Sobald ich den Würfel jedoch vorher drehe, ist die gedrehte Ansicht danach (natürlich) nicht mehr erhalten, habt ihr eine Idee? Oder gibt es einen einfacheren/besseren Ansatz?

Vielen Dank!


----------



## Illuvatar (15. Dez 2006)

Ich weiß nicht wie dein Code aussieht, aber müsste es nicht möglich sein, aus Drehung und Scale 2 verschiedene TransformGroups machen, wo dann das eine nicht durch das andere beinflusst würde?

Oder du machst vor Zeile 20 mal targetTG.getTransform(trans).


----------



## Guest (16. Dez 2006)

Illuvatar hat gesagt.:
			
		

> Oder du machst vor Zeile 20 mal targetTG.getTransform(trans).
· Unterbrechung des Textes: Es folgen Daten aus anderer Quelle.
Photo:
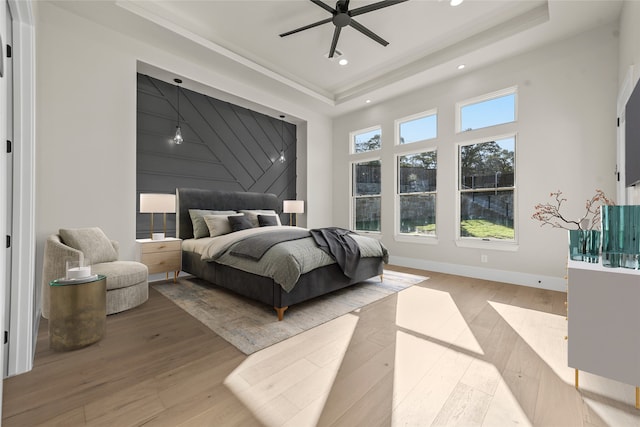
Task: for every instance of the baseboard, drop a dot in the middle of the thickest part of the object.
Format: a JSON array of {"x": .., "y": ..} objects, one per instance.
[{"x": 513, "y": 277}]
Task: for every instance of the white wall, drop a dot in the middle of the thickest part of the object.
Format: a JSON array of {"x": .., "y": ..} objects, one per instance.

Hey super, vielen Dank! Jetzt bleibt die Dreshung erhalten. Vielleicht kannst du mir noch mal helfen:
mein ZoomOut klappt, d.h. mein Würfel wird schrittweise immer kleiner. Beim ZoomIn hab ich allerdings Probleme, obwohl meine Berechnung in meinen Augen stimmen müsste, wird auch hier der Würfel immer kleiner. Im Moment führe ich beide Fälle nur getrennt voneinander aus, also nur reinzoomen oder nur rauszoomen nicht erst rein, dann wieder raus etc.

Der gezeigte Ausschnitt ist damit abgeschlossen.